Datafari generates a statistic log each time a query is performed by a user or he/she clicks on a facet/result/page.
Here how a statistic log looks like:
statistic log
2015-11-05 15:24:45 STAT StatsPusher:95 - 508e9b3e-fdb0-4831-8fab-2acad81f1cb5|2015-11-05T14:21:29.740+0100|engine|0|4|1|7|2|1|[engine//////4///7///1//////, engine///(extension:docx )///2///6///1//////, ///////////////file:/home/youp/Downloads/doc/Alertes.docx///2]|||file:/home/youp/Downloads/doc/Alertes.docx
It respects a specific format which is :
[log4j_timestamp] [log_level] [logger_class]:[line_in_class] - [query_id] | [query_timestamp] | [query] | [noHits] | [numFound] | [numClicks] | [QTime] | [positionClickTot] | [click] | [history] | [spell] | [suggest] | [url]
Let explain each field:
- [log4j_timestamp] : the timestamp of the log, set by the log4j API
- [log_level] : literally the log level value
- [logger_class] : the name of the class which has generated the log
- [line_in_class] : the line number in the class that has generated the log
- [query_id] : the id of the query. This id is used to keep track of the user behaviour.

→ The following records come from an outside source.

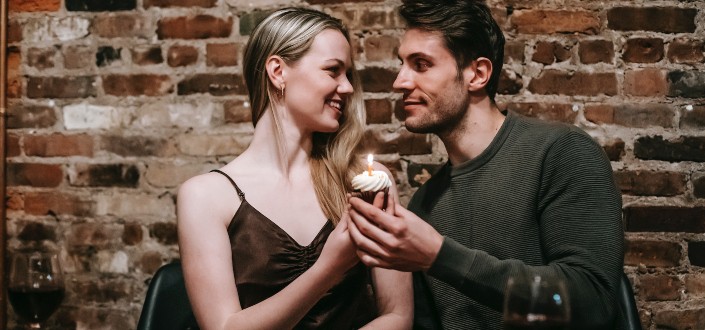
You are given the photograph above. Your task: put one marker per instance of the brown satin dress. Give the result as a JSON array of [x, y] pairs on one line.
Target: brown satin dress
[[266, 259]]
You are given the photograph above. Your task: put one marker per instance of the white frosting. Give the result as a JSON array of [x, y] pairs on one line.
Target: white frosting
[[375, 182]]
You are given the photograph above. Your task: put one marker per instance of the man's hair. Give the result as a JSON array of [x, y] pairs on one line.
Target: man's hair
[[468, 28]]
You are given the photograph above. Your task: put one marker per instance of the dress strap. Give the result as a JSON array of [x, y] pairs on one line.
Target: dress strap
[[239, 192]]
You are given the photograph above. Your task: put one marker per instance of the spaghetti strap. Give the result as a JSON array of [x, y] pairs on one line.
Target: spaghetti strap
[[239, 192]]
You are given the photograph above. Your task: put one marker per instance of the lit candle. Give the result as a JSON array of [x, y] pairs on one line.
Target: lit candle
[[369, 164]]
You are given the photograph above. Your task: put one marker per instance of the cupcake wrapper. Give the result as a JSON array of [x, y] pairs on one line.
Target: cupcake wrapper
[[369, 196]]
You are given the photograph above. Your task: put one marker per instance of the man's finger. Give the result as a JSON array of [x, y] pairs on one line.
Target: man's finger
[[362, 242]]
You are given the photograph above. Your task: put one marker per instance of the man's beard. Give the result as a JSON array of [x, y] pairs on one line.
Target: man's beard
[[444, 115]]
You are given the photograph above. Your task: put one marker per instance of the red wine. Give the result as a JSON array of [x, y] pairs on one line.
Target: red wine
[[35, 304], [546, 324]]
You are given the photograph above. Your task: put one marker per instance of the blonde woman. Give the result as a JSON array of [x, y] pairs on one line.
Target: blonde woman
[[262, 241]]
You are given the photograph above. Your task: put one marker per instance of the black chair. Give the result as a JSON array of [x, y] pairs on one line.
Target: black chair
[[166, 305], [627, 305]]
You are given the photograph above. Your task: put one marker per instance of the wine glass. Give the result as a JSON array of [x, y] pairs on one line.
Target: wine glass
[[36, 286], [536, 302]]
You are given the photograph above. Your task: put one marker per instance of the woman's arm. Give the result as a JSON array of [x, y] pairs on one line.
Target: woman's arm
[[206, 259]]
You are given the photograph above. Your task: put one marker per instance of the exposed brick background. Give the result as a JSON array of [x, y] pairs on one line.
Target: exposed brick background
[[114, 103]]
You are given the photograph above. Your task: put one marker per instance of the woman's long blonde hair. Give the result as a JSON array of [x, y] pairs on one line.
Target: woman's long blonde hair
[[289, 33]]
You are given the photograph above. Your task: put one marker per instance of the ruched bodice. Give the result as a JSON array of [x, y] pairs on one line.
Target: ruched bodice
[[266, 259]]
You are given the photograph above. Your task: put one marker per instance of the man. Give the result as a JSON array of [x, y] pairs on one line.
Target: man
[[517, 196]]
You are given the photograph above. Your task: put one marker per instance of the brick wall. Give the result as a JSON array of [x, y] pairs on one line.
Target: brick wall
[[114, 103]]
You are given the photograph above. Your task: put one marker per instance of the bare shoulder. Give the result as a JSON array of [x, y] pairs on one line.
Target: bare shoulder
[[209, 195]]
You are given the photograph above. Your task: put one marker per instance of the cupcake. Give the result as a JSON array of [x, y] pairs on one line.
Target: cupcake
[[367, 184]]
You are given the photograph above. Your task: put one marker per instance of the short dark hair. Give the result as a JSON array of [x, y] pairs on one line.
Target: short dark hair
[[468, 29]]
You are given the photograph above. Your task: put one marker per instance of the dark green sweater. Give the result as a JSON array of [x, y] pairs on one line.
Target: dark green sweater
[[541, 198]]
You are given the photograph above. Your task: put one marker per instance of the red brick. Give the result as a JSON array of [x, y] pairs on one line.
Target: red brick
[[237, 112], [33, 5], [652, 253], [61, 87], [664, 219], [643, 115], [686, 51], [646, 82], [688, 319], [179, 3], [197, 27], [181, 55], [650, 183], [137, 146], [696, 253], [550, 52], [44, 203], [147, 56], [510, 83], [221, 54], [41, 58], [376, 79], [14, 32], [381, 48], [683, 148], [13, 145], [659, 19], [555, 21], [215, 84], [578, 83], [695, 285], [402, 142], [34, 175], [58, 145], [27, 116], [79, 57], [659, 287], [596, 51], [164, 232], [546, 111], [379, 111], [132, 234], [643, 50], [699, 185], [139, 84], [687, 84], [14, 81], [514, 51], [418, 173], [105, 175], [614, 148], [37, 232], [122, 26]]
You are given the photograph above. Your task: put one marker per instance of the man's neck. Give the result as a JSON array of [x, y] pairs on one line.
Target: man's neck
[[474, 134]]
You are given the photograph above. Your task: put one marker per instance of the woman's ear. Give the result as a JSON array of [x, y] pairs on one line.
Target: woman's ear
[[275, 70], [478, 74]]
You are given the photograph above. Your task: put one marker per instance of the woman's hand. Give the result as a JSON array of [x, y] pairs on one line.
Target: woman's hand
[[339, 252]]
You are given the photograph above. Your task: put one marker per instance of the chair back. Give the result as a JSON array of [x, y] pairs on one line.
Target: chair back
[[627, 305], [166, 305]]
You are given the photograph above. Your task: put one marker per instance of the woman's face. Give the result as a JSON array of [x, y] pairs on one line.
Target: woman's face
[[318, 85]]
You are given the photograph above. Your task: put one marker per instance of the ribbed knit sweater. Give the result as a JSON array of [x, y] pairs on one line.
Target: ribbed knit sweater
[[540, 199]]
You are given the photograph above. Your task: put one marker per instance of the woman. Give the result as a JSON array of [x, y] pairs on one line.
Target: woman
[[262, 241]]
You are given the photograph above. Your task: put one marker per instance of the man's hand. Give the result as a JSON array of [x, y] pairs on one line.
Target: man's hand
[[394, 238]]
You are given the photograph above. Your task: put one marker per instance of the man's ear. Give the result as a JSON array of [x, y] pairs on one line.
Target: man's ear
[[275, 70], [478, 74]]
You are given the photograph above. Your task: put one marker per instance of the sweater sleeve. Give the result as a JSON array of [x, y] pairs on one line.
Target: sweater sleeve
[[579, 218]]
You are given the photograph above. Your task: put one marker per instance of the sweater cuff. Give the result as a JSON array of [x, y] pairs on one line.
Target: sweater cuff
[[453, 262]]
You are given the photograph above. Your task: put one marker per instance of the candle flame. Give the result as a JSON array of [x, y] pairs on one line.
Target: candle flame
[[369, 164]]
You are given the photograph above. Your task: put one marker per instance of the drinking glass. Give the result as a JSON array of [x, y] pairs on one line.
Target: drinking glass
[[36, 286], [536, 302]]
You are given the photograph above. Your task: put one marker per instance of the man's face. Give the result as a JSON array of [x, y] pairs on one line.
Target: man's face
[[435, 99]]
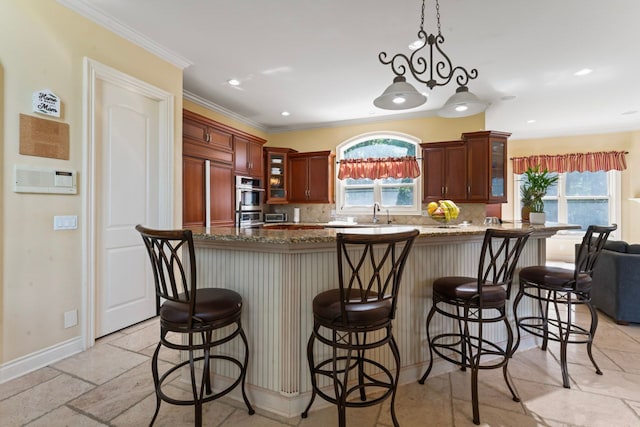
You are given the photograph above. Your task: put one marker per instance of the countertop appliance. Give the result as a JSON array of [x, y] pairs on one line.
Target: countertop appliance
[[275, 217]]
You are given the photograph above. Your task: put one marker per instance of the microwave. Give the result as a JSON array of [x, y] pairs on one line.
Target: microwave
[[275, 217]]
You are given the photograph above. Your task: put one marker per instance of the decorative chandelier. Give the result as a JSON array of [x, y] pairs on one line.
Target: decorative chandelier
[[402, 95]]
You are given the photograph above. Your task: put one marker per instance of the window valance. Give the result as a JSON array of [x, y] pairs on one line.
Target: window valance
[[574, 162], [378, 168]]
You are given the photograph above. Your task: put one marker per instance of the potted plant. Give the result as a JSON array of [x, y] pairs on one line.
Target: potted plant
[[534, 188]]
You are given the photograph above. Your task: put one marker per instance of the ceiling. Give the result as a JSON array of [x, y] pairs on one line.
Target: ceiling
[[318, 59]]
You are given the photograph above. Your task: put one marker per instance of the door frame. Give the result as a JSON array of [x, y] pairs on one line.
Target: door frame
[[92, 72]]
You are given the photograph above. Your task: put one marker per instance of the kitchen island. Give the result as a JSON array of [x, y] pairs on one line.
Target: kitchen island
[[278, 273]]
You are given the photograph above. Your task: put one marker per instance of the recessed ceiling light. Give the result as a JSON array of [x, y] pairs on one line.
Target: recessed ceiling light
[[583, 72]]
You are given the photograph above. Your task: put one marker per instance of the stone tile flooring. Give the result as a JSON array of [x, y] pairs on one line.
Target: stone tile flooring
[[111, 385]]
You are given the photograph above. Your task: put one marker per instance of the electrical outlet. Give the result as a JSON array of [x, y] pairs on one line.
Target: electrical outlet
[[70, 318]]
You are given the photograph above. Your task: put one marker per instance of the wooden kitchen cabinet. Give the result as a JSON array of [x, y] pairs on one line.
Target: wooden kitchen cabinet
[[198, 174], [444, 169], [199, 130], [276, 176], [248, 160], [208, 164], [472, 170], [486, 166], [311, 177]]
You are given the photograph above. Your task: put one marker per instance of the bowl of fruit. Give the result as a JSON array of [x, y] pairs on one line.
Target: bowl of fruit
[[443, 211]]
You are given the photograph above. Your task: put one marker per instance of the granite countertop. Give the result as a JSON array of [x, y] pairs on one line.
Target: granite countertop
[[285, 237]]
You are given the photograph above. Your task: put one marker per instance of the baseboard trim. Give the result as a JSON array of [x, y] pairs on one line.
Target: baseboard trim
[[40, 359]]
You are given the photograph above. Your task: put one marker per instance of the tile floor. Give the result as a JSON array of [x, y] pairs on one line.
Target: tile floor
[[110, 385]]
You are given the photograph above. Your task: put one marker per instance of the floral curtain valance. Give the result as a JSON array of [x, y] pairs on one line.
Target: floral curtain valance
[[574, 162], [396, 167]]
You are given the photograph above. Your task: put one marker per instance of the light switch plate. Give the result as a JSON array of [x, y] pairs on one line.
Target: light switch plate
[[65, 222]]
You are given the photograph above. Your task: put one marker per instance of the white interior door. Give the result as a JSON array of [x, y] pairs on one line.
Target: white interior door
[[127, 191]]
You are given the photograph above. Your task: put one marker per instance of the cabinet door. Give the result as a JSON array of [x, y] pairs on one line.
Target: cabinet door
[[318, 179], [498, 175], [241, 150], [193, 192], [298, 179], [455, 173], [433, 170], [255, 159], [276, 173], [248, 157], [221, 194], [194, 130]]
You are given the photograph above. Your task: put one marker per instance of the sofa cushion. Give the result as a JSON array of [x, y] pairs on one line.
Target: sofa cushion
[[633, 249], [617, 246]]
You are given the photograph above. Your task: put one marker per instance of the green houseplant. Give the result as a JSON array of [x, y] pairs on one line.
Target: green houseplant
[[535, 185]]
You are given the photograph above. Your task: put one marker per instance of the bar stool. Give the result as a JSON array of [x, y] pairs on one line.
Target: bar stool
[[553, 286], [478, 301], [194, 314], [355, 319]]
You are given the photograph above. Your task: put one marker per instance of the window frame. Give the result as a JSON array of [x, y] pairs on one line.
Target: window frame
[[614, 196], [378, 185]]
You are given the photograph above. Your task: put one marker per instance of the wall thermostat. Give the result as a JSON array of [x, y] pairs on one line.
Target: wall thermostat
[[47, 181]]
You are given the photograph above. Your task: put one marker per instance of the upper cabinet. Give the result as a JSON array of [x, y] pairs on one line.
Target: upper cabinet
[[276, 174], [311, 177], [209, 164], [486, 166], [444, 166], [248, 160], [198, 130], [471, 170]]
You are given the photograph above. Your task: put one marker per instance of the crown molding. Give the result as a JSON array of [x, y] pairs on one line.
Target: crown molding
[[96, 15], [196, 99]]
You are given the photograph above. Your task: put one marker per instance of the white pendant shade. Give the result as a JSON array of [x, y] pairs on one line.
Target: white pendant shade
[[462, 104], [400, 96]]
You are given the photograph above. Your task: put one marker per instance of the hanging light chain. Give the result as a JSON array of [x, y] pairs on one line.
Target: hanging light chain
[[437, 15], [428, 70]]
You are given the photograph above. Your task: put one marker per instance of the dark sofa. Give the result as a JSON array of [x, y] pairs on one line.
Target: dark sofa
[[616, 282]]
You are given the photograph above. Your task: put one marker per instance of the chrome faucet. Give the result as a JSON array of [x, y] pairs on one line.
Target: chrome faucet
[[376, 205]]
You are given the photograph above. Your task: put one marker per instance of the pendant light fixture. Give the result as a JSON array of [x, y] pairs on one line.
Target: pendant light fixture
[[433, 70]]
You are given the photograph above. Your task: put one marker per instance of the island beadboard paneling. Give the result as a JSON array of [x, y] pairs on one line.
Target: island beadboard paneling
[[278, 290]]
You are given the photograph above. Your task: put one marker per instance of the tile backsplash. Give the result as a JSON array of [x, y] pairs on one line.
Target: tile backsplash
[[322, 213]]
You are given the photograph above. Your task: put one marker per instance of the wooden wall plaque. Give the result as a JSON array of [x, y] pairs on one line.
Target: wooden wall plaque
[[44, 138]]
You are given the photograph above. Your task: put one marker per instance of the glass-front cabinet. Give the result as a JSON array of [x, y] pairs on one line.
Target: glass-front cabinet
[[486, 166], [276, 174]]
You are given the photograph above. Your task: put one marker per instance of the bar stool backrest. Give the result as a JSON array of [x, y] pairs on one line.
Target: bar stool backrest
[[589, 250], [173, 280], [370, 269], [499, 256]]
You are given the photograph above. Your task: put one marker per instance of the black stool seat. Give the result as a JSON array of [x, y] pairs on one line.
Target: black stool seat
[[552, 288], [213, 306], [356, 318], [555, 278], [194, 314], [466, 289], [478, 301], [327, 309]]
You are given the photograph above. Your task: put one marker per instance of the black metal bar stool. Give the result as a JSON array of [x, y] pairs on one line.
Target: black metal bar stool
[[478, 301], [560, 287], [356, 318], [194, 313]]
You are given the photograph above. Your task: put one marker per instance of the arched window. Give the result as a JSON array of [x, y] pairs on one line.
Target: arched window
[[400, 196]]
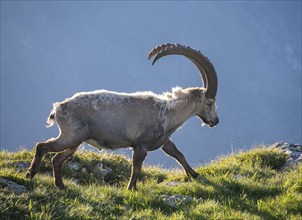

For example, if the user search the word "engine", a query id is generated. Then, if the user click on the facet "Language=>fr" on the query results, the facet "sub-query" will keep the id of the "engine" query but will enrich his history - [query_timestamp] : the full timestamp of the query, measured by Datafari
- [query] : the literal query performed by the user
- [noHits] : indicates if the query does or does not have hits. Two values are possible, '0' if the query has hits, '1' if the query does not have any hit
- [numFound] : the number of documents found for the query
- [numClicks] : the number of clicks on the found documents
- [QTime] : the query time in milliseconds. This value is directly provided by Solr
- [positionClickTot] : represents the sum of the positions of the documents clicked.
For example, if the user clicks on the first result and the third, the positionClickTot will be 1+3=4 - [click] : like [noHits], it is a boolean value where '0' indicates that the user did not click on any result, and '1' indicates that the user has clicked at least on one result.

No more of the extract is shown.